Harley-Davidson has rolled out a new $605 million debt deal backed by loans to buyers of its iconic motorcycles, as the 10-day annual bike rally roars through Sturgis, South Dakota.
The world’s largest motorcycle rally has been shaping up to be the busiest in years, despite the recent surge in COVID-19 cases due to the more contagious delta variant, which has been hitting unvaccinated people the hardest.
The four-tranche Harley
bond deal packages up more than 30,000 motorcycle loans to borrowers paying an average rate of interest of 7.36% on about $20,000 of debt each, according to a Fitch Ratings presale report.
In keeping with the hunt for yield, the bonds are expected to offer investors only a modest premium above a risk-free benchmark when they price later this week.
Specifically, price talk on Harley’s large $225 million A-2 class of AAA-rated bonds was circulated Monday in a range of 12 basis points to 14 basis points above a fixed-rate benchmark, according to a source with direct knowledge of the dealings.
Spreads are the level bond that investors earn above a risk-free benchmark to help compensate for default risk.
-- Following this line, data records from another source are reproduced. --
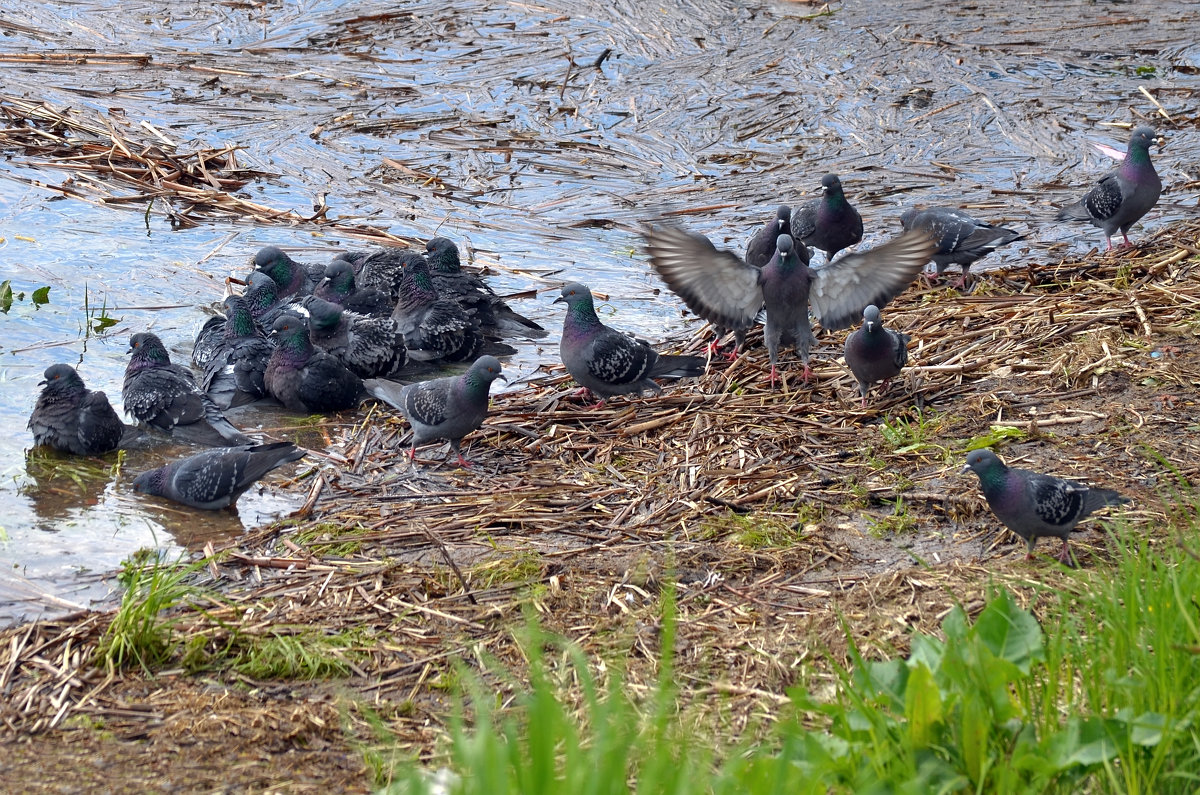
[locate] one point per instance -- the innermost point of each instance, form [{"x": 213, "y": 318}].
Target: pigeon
[
  {"x": 1122, "y": 196},
  {"x": 72, "y": 418},
  {"x": 472, "y": 292},
  {"x": 960, "y": 238},
  {"x": 370, "y": 347},
  {"x": 1033, "y": 504},
  {"x": 235, "y": 369},
  {"x": 215, "y": 479},
  {"x": 435, "y": 328},
  {"x": 441, "y": 408},
  {"x": 339, "y": 287},
  {"x": 606, "y": 362},
  {"x": 304, "y": 378},
  {"x": 382, "y": 269},
  {"x": 263, "y": 298},
  {"x": 762, "y": 245},
  {"x": 165, "y": 396},
  {"x": 828, "y": 222},
  {"x": 875, "y": 353},
  {"x": 289, "y": 275},
  {"x": 730, "y": 292}
]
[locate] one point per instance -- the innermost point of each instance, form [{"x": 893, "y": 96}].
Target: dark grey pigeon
[
  {"x": 828, "y": 222},
  {"x": 960, "y": 238},
  {"x": 291, "y": 278},
  {"x": 1122, "y": 196},
  {"x": 215, "y": 478},
  {"x": 72, "y": 418},
  {"x": 262, "y": 297},
  {"x": 304, "y": 378},
  {"x": 339, "y": 287},
  {"x": 729, "y": 292},
  {"x": 471, "y": 291},
  {"x": 875, "y": 353},
  {"x": 435, "y": 328},
  {"x": 1033, "y": 504},
  {"x": 762, "y": 245},
  {"x": 370, "y": 347},
  {"x": 165, "y": 396},
  {"x": 447, "y": 407},
  {"x": 606, "y": 362},
  {"x": 235, "y": 369},
  {"x": 382, "y": 269}
]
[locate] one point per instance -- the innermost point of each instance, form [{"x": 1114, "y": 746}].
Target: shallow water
[{"x": 502, "y": 126}]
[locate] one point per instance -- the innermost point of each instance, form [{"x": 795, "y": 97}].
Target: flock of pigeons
[{"x": 321, "y": 339}]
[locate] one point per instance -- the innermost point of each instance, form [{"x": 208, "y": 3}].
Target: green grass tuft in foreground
[{"x": 1103, "y": 695}]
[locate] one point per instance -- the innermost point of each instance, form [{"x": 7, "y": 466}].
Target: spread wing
[
  {"x": 713, "y": 284},
  {"x": 846, "y": 286}
]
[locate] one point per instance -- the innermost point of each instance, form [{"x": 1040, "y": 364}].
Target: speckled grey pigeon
[
  {"x": 72, "y": 418},
  {"x": 606, "y": 362},
  {"x": 339, "y": 287},
  {"x": 960, "y": 238},
  {"x": 828, "y": 222},
  {"x": 215, "y": 478},
  {"x": 729, "y": 292},
  {"x": 875, "y": 353},
  {"x": 1122, "y": 196},
  {"x": 370, "y": 347},
  {"x": 304, "y": 377},
  {"x": 165, "y": 396},
  {"x": 1033, "y": 504},
  {"x": 441, "y": 408},
  {"x": 435, "y": 328},
  {"x": 382, "y": 269},
  {"x": 471, "y": 291},
  {"x": 262, "y": 297},
  {"x": 235, "y": 369},
  {"x": 289, "y": 275}
]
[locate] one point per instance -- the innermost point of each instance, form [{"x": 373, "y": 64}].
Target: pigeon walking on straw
[
  {"x": 729, "y": 292},
  {"x": 72, "y": 418},
  {"x": 606, "y": 362},
  {"x": 875, "y": 353},
  {"x": 1122, "y": 196},
  {"x": 215, "y": 479},
  {"x": 1033, "y": 504},
  {"x": 447, "y": 407}
]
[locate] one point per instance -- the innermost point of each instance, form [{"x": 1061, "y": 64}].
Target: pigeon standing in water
[
  {"x": 828, "y": 222},
  {"x": 72, "y": 418},
  {"x": 447, "y": 407},
  {"x": 729, "y": 292},
  {"x": 234, "y": 374},
  {"x": 292, "y": 279},
  {"x": 339, "y": 287},
  {"x": 435, "y": 328},
  {"x": 304, "y": 378},
  {"x": 960, "y": 238},
  {"x": 1033, "y": 504},
  {"x": 606, "y": 362},
  {"x": 370, "y": 347},
  {"x": 473, "y": 293},
  {"x": 875, "y": 353},
  {"x": 215, "y": 479},
  {"x": 165, "y": 396},
  {"x": 1122, "y": 196}
]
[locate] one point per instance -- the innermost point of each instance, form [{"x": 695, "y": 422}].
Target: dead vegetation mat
[{"x": 785, "y": 518}]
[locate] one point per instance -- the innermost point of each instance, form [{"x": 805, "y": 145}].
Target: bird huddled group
[{"x": 319, "y": 339}]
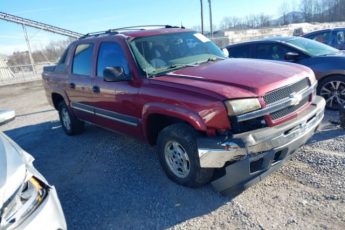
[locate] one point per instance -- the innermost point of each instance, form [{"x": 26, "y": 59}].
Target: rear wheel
[
  {"x": 333, "y": 90},
  {"x": 70, "y": 123},
  {"x": 178, "y": 155}
]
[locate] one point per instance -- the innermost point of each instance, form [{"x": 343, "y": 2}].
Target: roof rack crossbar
[
  {"x": 141, "y": 27},
  {"x": 98, "y": 33},
  {"x": 116, "y": 31}
]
Those levels have sharply declined this year for most bonds backed by U.S. consumer debt, even as households have gotten more comfortable spending — and using credit for purchases.
Spreads on consumer asset-backed bonds (ABS), from credit cards to subprime auto loans to student debt, have dwindled this year.
Bonds tied to consumer debt roar back.
BofA Global Research
The volume of U.S. ABS issuance also has come roaring back, with $171.1 billion of new bonds sold this year, a 56.4% increase from a year ago, according to BofA Global.
The rally in consumer debt comes as the trillions of dollars worth of fiscal and monetary stimulus rolled out during the pandemic has helped bridge many U.S. households through the crisis, including as the labor market has worked to recover from the worst shocks stemming from large-scale shutdowns in March 2020.
Gina Goetter, chief financial officer at Harley, said the motorcycle maker expects losses on its loans to “remain low through the remainder of this year,” given the “influx of stimulus funding and improved economic conditions,” in June during the company’s second-quarter results.
While motorcycle sales have been slowing in the U.S., 118-year-old Harley-Davidson has grown the size of its loan portfolio each year since 2011, to $6.28 billion as of the second quarter, in part due to the “financing propensity” of its customers, according to Fitch.
The motorcycle seller swung to a second-quarter profit that beat expectations and revenue that rose above forecasts. Net income was $206 million, or $1.33 a share, after a loss of $92 million, or 60 cents a share, in the year-ago period.
Harley shares were up 8.3% on the year through Monday, while the S&P 500 index
was up 18% and the Dow Jones Industrial Average
gained 14.7% for the same stretch, according to FactSet.
Harley spokespeople did not immediately respond to a request for comment.